Sometimes I feel like whatever I do is never good enough. I somehow disappoint someone in my life and that is a really hard for me to deal with. I am a people pleaser and I want to make everyone happy including myself. But for some reason when I am making myself happy, I am letting someone else down or at least thats how it makes me feel.
I understand when you are in a relationship you have to worry about someone else's needs, wants, desires, and feelings. And for successful relationships/marriages there needs to be communication on both sides and it needs to be open freely. But what happens when the other person's needs are not being met but not because you do not want to fulfill them just because you physically, and emotionally cant in the state you are in? What are you supposed to do then? How do you make them understand?
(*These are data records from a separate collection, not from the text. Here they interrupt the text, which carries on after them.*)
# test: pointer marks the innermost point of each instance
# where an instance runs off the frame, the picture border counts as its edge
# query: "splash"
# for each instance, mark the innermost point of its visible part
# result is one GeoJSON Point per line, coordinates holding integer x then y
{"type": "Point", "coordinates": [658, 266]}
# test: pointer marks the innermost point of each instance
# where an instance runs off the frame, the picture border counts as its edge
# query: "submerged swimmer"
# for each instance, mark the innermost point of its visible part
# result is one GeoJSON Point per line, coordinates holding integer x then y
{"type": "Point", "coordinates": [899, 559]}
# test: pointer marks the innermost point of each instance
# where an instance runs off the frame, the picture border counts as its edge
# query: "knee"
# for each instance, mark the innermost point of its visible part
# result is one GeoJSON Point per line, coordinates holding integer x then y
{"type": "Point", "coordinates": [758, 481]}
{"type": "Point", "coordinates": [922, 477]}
I have had a failed marriage and I am so scared all my future relationship(s) are going to end that way. I know why my marriage died and could not be revived until you were blue in the face. I went to counseling to figure some things out and it was such a great learning tool. But now I feel like I am stuck between a rock and a hard place. I do not know how the other person feels in my situation because every time I try to talk about it, it does not go over too well. I usually just get the cold shoulder, or no responses at all. Which makes myself even more frustrated and makes me want to not communicate at all.
All I can say is I have been really trying and really hoping for a breakthrough. Really hoping that the other person will talk to me, and feel comfortable talking to me. I just cross my fingers and pray every night that it will not end up like my marriage.